El Proyecto de Presupuesto de Egresos de la Federación para 2026 contempla un aumento en el Impuesto Especial sobre Producción y Servicios (IEPS) que afectará a los precios de refrescos, bebidas azucaradas y cigarros en México. Esta medida, orientada a mejorar la salud pública, encarecerá estos productos desde el 1 de enero del próximo año. La aplicabilidad de este gravamen impactará de forma directa a grandes compañías en la industria de bebidas como Coca-Cola FEMSA y Arca Continental, las cuales deberán reconsiderar sus estrategias de precios y portafolio para mantener su competitividad en un escenario de ventas ya debilitadas.
La presión tributaria coincide con un contexto difícil para el consumo, afectado también por factores climáticos adversos, como las lluvias recientes que disminuyeron la demanda de bebidas refrescantes y cervezas, según reportes de FEMSA. Este descenso se refleja en una caída de las ventas en más de 22,000 tiendas Oxxo, propiedad de la empresa, y se extiende a pequeños comercios locales que enfrentan además inflación alta y costos asociados a prácticas ilícitas como el cobro de piso.
Expertos señalan que aunque históricamente el aumento de impuestos a estos productos no conduce a una reducción significativa en el consumo, sí provoca ajustes en los gastos familiares en otros rubros. De acuerdo con datos del Instituto Nacional de Estadística y Geografía (INEGI), los hogares mexicanos destinan una proporción sustancial de su presupuesto trimestral a alimentos, bebidas y tabaco, que sobrepasa ampliamente otros gastos como los de salud.
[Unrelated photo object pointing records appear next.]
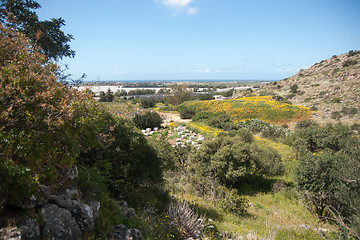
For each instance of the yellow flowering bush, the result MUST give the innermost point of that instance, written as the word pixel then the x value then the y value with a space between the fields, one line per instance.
pixel 260 107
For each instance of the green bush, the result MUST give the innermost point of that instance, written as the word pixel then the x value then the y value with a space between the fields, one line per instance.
pixel 147 103
pixel 147 120
pixel 349 63
pixel 186 113
pixel 44 124
pixel 328 173
pixel 294 88
pixel 270 161
pixel 230 158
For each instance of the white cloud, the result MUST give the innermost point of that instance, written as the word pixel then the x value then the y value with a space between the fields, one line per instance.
pixel 192 10
pixel 202 70
pixel 178 6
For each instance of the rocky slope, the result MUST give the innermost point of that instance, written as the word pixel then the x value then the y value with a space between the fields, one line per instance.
pixel 331 88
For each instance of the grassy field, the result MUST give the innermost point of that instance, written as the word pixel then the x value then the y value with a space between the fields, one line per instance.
pixel 270 215
pixel 263 108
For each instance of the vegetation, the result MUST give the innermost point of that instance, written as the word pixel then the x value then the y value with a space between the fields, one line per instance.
pixel 179 93
pixel 263 108
pixel 238 184
pixel 329 173
pixel 148 119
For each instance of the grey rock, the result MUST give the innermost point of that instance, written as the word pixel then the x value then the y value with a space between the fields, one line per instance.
pixel 10 233
pixel 59 224
pixel 126 211
pixel 120 232
pixel 30 230
pixel 84 214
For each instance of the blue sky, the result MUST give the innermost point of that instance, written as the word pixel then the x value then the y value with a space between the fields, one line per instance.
pixel 203 39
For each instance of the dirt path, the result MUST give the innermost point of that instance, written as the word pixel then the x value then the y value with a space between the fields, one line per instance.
pixel 172 117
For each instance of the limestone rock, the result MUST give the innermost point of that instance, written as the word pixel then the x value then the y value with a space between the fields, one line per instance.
pixel 120 232
pixel 59 224
pixel 84 214
pixel 30 230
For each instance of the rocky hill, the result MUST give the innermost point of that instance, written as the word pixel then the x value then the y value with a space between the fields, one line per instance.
pixel 330 88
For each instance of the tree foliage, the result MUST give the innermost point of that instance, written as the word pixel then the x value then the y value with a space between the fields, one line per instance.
pixel 43 124
pixel 329 172
pixel 46 127
pixel 233 158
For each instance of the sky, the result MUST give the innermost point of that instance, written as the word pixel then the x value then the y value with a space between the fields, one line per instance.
pixel 203 39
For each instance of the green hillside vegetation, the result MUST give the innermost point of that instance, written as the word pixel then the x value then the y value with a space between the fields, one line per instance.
pixel 298 185
pixel 330 88
pixel 246 108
El presidente de la Alianza Nacional de Pequeños Comerciantes (Anpec), Cuauhtémoc Rivera, advierte que el nuevo impuesto aumentará la presión sobre la economía de los comercios de barrio, afectando sus márgenes y poniendo en riesgo la viabilidad del pequeño comercio. Además, cuestiona la efectividad del impuesto para cambiar hábitos de consumo, asegurando que “está probado que por la vía fiscal no se logra el tan anhelado cambio de hábito de consumo”, y señala que el gobierno federal está rompiendo un acuerdo previo de estabilidad fiscal al incorporar nuevos gravámenes.
Así, la medida propone un reto complejo para toda la cadena de valor, donde las grandes empresas tienen capacidad para absorber parte del impacto, pero los eslabones más pequeños, como las tiendas minoristas, podrían ser los más afectados en sus operaciones y rentabilidad.